What is Convalescent Plasma Therapy?

Passive immunization and artificially acquired passive immunity date back to the 20th century for the treatment of infectious diseases. A short-term immunization against infectious agents can be achieved by infusion of blood plasma containing pathogen-specific antibodies in the patient’s blood. Although bacterial infections can be well treated using antibiotics, passive immunization using this concept of convalescent plasma therapy remains an important tool against viral infections as the bridge between complications and effective clinical drug treatment.

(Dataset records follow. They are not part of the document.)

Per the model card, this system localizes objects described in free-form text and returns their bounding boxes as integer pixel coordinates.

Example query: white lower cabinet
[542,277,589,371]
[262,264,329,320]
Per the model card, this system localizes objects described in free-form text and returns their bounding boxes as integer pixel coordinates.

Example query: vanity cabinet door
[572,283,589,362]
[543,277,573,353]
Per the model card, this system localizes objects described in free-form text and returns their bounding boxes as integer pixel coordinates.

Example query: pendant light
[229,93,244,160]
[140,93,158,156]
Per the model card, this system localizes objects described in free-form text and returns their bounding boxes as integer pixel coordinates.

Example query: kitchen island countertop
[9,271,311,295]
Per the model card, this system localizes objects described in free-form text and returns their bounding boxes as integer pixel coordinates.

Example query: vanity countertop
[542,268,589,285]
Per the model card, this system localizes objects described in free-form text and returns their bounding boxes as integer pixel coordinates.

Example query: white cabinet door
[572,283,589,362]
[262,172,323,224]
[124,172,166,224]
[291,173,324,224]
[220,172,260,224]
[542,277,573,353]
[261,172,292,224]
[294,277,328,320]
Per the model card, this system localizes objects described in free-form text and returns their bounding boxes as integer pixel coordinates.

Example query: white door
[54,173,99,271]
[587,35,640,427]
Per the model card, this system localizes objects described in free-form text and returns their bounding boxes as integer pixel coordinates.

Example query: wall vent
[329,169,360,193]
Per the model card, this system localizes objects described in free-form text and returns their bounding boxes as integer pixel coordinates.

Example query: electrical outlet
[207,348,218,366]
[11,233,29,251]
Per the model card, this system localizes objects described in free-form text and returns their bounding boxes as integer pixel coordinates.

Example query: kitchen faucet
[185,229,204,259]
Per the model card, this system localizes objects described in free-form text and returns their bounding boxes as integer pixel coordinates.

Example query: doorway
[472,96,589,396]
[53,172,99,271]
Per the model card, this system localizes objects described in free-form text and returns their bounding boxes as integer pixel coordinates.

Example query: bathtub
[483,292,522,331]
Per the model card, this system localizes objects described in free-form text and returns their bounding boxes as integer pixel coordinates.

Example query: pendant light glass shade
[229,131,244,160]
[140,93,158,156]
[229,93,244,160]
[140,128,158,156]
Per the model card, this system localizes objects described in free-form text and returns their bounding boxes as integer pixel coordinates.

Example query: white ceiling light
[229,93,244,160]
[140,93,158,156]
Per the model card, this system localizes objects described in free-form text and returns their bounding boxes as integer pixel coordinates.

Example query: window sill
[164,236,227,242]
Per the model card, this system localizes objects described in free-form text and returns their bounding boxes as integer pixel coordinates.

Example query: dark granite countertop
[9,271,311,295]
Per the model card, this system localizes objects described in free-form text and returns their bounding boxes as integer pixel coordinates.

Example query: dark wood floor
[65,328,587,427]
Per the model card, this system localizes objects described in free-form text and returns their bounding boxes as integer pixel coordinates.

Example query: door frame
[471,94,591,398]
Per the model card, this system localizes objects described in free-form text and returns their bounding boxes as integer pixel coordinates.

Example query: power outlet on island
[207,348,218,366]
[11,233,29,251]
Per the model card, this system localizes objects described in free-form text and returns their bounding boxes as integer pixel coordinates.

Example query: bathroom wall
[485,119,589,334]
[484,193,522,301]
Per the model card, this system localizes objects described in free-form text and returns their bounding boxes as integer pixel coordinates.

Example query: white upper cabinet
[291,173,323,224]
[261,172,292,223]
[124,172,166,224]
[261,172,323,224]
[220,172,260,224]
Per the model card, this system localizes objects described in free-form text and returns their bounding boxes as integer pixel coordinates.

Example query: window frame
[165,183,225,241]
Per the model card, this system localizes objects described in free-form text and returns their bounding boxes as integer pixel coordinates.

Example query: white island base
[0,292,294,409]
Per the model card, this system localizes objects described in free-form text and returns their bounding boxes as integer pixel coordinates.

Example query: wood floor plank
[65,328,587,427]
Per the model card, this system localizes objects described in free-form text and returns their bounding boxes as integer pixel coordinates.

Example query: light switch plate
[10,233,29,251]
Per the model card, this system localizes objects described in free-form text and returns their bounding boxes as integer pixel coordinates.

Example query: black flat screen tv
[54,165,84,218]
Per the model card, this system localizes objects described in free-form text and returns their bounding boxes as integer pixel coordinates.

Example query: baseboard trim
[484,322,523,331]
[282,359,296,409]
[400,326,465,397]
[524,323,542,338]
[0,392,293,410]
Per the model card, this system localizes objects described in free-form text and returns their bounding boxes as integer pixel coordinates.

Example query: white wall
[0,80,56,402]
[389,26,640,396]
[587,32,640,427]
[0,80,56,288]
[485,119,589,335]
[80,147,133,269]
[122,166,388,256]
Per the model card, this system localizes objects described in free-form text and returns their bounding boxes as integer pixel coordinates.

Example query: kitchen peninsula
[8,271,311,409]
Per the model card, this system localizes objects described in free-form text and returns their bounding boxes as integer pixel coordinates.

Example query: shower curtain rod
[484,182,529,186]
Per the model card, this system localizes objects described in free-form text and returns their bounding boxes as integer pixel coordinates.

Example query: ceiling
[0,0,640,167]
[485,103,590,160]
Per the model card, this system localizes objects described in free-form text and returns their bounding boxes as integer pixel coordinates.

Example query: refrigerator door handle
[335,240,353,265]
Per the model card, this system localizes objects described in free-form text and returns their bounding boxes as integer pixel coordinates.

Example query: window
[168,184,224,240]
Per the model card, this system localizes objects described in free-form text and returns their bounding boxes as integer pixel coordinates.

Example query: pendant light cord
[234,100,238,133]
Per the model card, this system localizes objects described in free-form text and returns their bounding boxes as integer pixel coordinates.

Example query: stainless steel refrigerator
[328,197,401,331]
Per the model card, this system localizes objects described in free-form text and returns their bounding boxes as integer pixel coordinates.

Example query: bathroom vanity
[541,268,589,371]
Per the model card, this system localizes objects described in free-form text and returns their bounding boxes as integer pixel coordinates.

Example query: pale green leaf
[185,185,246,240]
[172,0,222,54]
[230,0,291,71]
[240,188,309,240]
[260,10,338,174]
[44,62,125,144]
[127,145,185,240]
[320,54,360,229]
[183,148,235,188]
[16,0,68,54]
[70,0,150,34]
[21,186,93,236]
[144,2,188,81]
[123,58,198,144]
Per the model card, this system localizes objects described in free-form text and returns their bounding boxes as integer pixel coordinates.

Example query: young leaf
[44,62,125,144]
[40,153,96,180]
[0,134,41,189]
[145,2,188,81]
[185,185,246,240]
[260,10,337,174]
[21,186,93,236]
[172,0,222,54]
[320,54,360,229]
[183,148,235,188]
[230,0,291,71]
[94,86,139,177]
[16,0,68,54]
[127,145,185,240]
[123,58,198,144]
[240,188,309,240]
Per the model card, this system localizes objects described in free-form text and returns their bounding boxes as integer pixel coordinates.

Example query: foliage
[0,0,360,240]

In Convalescent Plasma Therapy, blood plasma is obtained from a recovered patient who has developed a humoral immunity (antibody-based immunity) against a particular pathogenic infection. The transfusion of this blood plasma in patients suffering from that particular infection helps in neutralizing the pathogen by being a potential source of anti-pathogen antibodies and rejuvenating platelets.

Why is Convalescent Plasma Therapy considered for COVID-19 treatment?

The plasma therapy has been used against serious epidemic infections, prior to COVID-19, and has always proven to be effective for sustenance till the approval of specific drug candidates. Going back, in 2009, convalescent plasma was found to show improvement in patients affected by the H1N1 pandemic. In 2014, the World Health Organization recommended the use of convalescent plasma collected from Ebola survivors as empirical treatment. During MERS-CoV in 2015, a similar concept of plasma therapy was practiced. In every situation, convalescent plasma therapy was found to reduce the viral load and mortality without any severe side effects. Therefore, when drugs and vaccines were not living up to the time expectations against COVID-19, researchers went ahead with trying out Convalescent Plasma Therapy. Recent clinical evidence shows that convalescent plasma from COVID-19 survivor patients can be effectively used as a treatment against this new coronavirus disease. Therefore, FDA has currently issued some guidelines to regulate and encourage healthcare providers and researchers to study the efficacy and mechanism of Convalescent Plasma Therapy in COVID-19 patients. Based on these guidelines, randomized clinical trials are already being pursued.

Any Issues with Convalescent Plasma Therapy?

The identification, selection, and recruitment of potential COVID survivors (donors) can be a cumbersome task and is a major difficulty as convalescent survivors must meet donor selection criteria complying with national policies and routines. But due to the extremity of COVID-19 mayhem, WHO has suggested to relax some donor criteria with the intention of speeding up the treatment in optimal safety.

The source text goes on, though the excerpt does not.